If the accumulation of "greenhouse gases" in the atmosphere is not interrupted, then in the second half of this century their concentration will approximately double, which will lead (according to computer models) to a warming of the climate in different regions by an average of 1.5 - 4.5 ° С : in cold regions by 10 o C, and in tropical regions - only 1 - 2 o C.
As a result of warming, irreparable damage to the fate of our planet may occur: the glaciers of Greenland, the Arctic Ocean, the South Pole, and finally, mountain glaciers will begin to melt; the level of the World Ocean will rise significantly (by 1.5-2 m and more).
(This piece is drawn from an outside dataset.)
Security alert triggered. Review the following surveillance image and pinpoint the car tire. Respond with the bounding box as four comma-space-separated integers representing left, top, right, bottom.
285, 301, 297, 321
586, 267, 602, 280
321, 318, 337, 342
The average temperature of Antarctica will increase by 5 "C, which is enough to melt the entire ice cap. The level of the World Ocean will rise by 4.5-8 m everywhere and flood of many coastal areas (Shanghai, Cairo, Venice, Bangkok, large areas of fertile lowlands will be flooded) in India), and millions of people will be forced to migrate inland, to mountainous areas; the influence of the ocean on land will increase through increased storms, tides, low tides. Equalization of temperature at the equator and poles will disrupt the current circulation of the atmosphere, change the precipitation regime (scarce precipitation in the areas of agriculture), a decrease in the production of grain, meat and other foodstuffs. There is little hope for irrigation of these territories, since today the level of groundwater has dropped markedly, and by the middle of the century their reserves will practically be used up. already beginning to show: prolonged droughts in South Africa (5 years), Severn oh America (6 years old), warm winters, etc.
With general warming, winters will be colder than before and summers hotter. In addition, droughts, floods, hurricanes, tornadoes and other weather and climatic anomalies will become more frequent and more severe. Warming will be accompanied by a decrease in bioproductivity, the spread of pests and diseases.